= Tectopulvinar pathway =

The tectopulvinar pathway and the geniculostriate pathway are the two visual pathways that travel from the retina to the early visual cortical areas. From the optic tract, the tectopulvinar pathway sends neuronal radiations to the superior colliculus in the tectum, then to the lateral posterior-pulvinar thalamic complex. Approximately 10% of retinal ganglion cells (mostly magnocellular) project onto the tectopulvinar pathway.

The tectopulvinar pathway is a phylogenetically older pathway than the geniculostriate pathway, and is the only visual pathway present in fish, amphibians, and reptiles. The tectopulvinar pathway terminates at the prestriate cortex (also known as the extrastriate cortex or visual area V2), which receives large feedforward input from the striate cortex; the geniculostriate pathway also converges to the same location. . At the thalamic pulvinar nucleus, visual information is routed either to the medial pulvinar, which sends connections to cingulate, posterior parietal, premotor and prefrontal cortical areas; or to the lateral pulvinar, which sends connections to the temporal lobe dorsal stream cortical areas (and in particular, to region MT – a critical region for motion perception).
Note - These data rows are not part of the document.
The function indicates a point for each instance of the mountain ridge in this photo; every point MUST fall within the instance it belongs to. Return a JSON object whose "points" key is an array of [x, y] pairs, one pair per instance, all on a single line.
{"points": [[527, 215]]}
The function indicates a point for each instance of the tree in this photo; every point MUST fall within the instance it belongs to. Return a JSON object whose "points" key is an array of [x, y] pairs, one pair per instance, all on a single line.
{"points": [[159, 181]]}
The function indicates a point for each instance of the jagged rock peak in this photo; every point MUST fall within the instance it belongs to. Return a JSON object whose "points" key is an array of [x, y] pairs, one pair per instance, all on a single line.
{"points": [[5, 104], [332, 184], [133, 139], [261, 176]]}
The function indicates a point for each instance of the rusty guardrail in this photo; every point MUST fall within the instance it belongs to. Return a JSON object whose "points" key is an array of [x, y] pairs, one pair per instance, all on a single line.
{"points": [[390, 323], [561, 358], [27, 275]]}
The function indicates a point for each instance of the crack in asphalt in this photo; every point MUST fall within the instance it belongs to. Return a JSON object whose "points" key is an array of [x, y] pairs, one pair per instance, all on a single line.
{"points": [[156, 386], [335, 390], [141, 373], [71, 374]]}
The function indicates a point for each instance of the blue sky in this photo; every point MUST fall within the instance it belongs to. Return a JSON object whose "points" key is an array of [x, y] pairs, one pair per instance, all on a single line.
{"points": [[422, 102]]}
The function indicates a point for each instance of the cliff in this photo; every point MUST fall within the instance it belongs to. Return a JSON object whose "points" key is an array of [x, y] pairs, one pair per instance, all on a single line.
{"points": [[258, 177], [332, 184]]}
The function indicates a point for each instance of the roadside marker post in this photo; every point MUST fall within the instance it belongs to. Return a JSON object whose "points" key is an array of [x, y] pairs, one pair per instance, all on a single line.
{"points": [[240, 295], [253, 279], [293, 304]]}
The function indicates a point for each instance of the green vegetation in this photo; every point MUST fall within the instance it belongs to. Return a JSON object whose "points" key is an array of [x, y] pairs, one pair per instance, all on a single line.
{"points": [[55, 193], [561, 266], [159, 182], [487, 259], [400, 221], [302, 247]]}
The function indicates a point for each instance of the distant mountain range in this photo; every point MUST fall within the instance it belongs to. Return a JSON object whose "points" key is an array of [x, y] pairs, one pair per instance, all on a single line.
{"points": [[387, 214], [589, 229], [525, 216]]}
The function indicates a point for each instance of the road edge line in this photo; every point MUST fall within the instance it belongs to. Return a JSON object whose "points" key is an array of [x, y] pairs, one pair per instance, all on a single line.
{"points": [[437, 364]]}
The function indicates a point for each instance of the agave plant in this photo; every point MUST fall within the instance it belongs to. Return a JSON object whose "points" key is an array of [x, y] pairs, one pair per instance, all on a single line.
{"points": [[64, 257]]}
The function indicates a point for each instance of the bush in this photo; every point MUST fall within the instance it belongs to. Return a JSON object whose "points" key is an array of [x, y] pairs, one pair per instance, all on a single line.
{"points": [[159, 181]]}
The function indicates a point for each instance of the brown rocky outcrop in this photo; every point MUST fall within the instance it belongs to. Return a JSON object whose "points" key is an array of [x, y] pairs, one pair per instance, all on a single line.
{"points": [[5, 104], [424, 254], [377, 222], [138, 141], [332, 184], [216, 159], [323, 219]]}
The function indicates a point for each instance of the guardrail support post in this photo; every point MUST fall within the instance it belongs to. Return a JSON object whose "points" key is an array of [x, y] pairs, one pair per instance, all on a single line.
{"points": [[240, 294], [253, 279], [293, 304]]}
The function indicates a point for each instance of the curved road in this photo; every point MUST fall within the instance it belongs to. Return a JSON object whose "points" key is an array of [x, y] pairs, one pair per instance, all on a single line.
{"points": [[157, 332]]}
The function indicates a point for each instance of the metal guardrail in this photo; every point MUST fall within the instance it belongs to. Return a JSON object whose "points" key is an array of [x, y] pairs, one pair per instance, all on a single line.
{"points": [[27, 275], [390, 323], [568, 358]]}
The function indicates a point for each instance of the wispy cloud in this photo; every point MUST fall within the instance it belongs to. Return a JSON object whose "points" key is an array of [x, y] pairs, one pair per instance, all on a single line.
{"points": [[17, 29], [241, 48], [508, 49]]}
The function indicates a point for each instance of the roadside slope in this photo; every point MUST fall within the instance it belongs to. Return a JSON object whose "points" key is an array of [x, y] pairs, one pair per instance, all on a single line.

Damage to the tectopulvinar pathway is most commonly characterized by visual ataxia, a deficit characterized by an inability to perform visually guided hand movements in reaching and grasping objects, as well as by spatial attentional deficits.

==Function==

The tectopulvinar pathway is a fast-acting pathway that provides the viewer with information on the absolute spatial information of objects. The pathway plays a large role in directing visual spatial attention and is particularly responsive to novel stimuli that appear or move in peripheral vision; however, because it receives mostly magnocellular visual input, the tectopulvinar pathway is not sensitive to fine detail. It directs visual spatial attention most notably through guided eye movements, via cranial nerves III ( the oculomotor nerve), IV ( the trochlear nerve), and VI (the abducens nerve). Directing visual spatial attention and eye movements to salient peripheral stimuli is necessary to bring likely important visual information to center vision. Furthermore, the tectopulvinar pathway has been suggested to support residual visual perceptual abilities in blindsight patients.

===Superior Colliculus===
Within the pathway, the superior colliculus functions to orient the viewer’s gaze and attention via eye and head movements towards objects of interest in egocentric space. The superior colliculus’s role in directing eye movements is especially well-studied: multiple lines of evidence show that artificially blocking and increasing superior colliculus activity modulates (inhibits and biases, respectively) eye saccades to the affected side. Recent evidence has argued that superior colliculus function is not limited to basic motor and low-level visual control, but more generally in target selection and in both covert and overt attentional control. Further studies contend that superior colliculus function encompasses a wide range of behavioral responses such as in arm-reaching, and not just in eye and head movements.

The superior colliculus is also a center for multisensory auditory and visual integration. Recent studies have shown that the superior colliculus responds especially strongly when auditory input arrives temporally and synchronously with visual input. Superior colliculus activity was measured to be greater in these multisensory events than in single modality events

===Pulvinar Nucleus===

Further along the pathway, the pulvinar nucleus performs similar tasks to the superior colliculus in directing visual spatial attention. Pulvinar lesions often create visuomotor deficits and neglect-like attentional deficits. Lastly, the pulvinar nucleus has been implicated in guiding attention for behavioral responses: greater neuronal activity was recorded for stimuli that serve as targets or cues for active behavior than for stimuli that are not associated with active behavior.